Manx Gaelic teacher, musician and composer, Annie Kissack is the fifth Manx writer to hold the title of Manx Bard. Each month she shares one of her poems with us, and explains what led her to write it.
I owe much of my interest in Manx folklore to what I have read.
As a girl, I was once lucky enough to have access to the ’Manx cupboard’ which stood in the corridor of the Rural Library in Lord Street.
I would take home old journals of ’Mannin’ and other ageing Manx publications, read them till I felt sleepy, then stuff them under my pillow, until the next weird and wonderful instalment the following night.
Among the assorted writers and collectors of traditional Manx lore, Sophia Morrison (1859-1917), the editor of ’Mannin’, stands out.
Her ’Manx Fairy Tales’, first published in 1911, is a book of traditional stories, many of which she had collected herself as a pioneering folklorist, or acquired from fellow collectors or other literary sources.
When I first read it, it felt rather bleak overall; there is no padding, rather like listening to a piece of music where there is only a single melody line and you have to imagine the rest.

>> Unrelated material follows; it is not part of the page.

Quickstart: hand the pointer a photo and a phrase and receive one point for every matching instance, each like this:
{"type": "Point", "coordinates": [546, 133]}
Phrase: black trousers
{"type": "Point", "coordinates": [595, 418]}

That is, of course, what you would expect from true collecting.
I imagined what some of these stories might be like as songs or poems, as others have done.
The Eary Cushlin story of ’The Child without a Name’ is quite disturbing.
You should read the story itself of course, but it revolves around the wandering spirit of a child born to the heiress of Eary Cushlin, left unchristened and haunting the cliff path to Lag ny Keeilley.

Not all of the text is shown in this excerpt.